May 10, 2002 | Page 2

ANOTHER OF the U.S. government's post-September 11 lies has been exposed--and from the horse's mouth. According to Newsweek magazine, U.S. officials have confirmed that the alleged leader of the September 11 hijackers, Mohamed Atta, couldn't have met with an Iraqi intelligence agent in Prague five months before.

From within hours of the September 11 attacks, Washington's politicians and pundits began searching for a smoking gun to implicate Iraq--and serve as an excuse for another U.S. war. Atta's mythical meeting in the Czech Republic was just the ticket.

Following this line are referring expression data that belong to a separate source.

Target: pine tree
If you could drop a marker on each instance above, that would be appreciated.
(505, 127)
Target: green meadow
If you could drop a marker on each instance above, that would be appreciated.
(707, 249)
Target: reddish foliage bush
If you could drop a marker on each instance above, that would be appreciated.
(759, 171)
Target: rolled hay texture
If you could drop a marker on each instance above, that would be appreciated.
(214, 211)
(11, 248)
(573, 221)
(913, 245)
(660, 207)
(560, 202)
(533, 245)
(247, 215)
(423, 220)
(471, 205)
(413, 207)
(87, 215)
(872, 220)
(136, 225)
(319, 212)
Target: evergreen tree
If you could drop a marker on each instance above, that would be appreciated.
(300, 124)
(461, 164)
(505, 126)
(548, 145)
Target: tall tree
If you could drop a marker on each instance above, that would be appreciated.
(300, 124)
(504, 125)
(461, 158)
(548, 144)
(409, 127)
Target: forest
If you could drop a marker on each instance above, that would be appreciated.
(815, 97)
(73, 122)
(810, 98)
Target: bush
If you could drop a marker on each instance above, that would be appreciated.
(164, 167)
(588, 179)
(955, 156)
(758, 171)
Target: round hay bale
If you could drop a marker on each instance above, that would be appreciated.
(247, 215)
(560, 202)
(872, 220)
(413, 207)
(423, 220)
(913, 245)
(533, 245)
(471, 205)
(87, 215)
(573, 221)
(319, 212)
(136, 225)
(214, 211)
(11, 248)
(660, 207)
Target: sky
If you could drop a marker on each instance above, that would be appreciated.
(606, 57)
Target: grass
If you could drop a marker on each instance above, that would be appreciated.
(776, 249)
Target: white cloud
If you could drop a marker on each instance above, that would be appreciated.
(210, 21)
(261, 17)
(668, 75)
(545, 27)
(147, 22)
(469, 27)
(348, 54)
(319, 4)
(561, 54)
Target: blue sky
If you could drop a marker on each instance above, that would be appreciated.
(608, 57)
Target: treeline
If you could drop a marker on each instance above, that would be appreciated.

Countless commentators repeated the rumor that Atta traveled to Prague in April 2001 to meet with Ahmed Khalil Ibrahim Samir al-Ani, an Iraqi diplomat and Saddam's roving super-spy, according to the accounts.

Depending on which blowhard you listened to, al-Ani was either delivering Saddam's personal orders for the September 11 attacks--or arranging for the delivery of anthrax to an unspecified al-Qaeda cell for a follow-up mail attack.

Finally, eight months after September 11, the FBI and Czech authorities have settled on the same story. The Czechs--who went back and forth on their story numerous times--now say they have no solid evidence that Atta was in Prague, and U.S. officials admit there's no evidence that he left the U.S.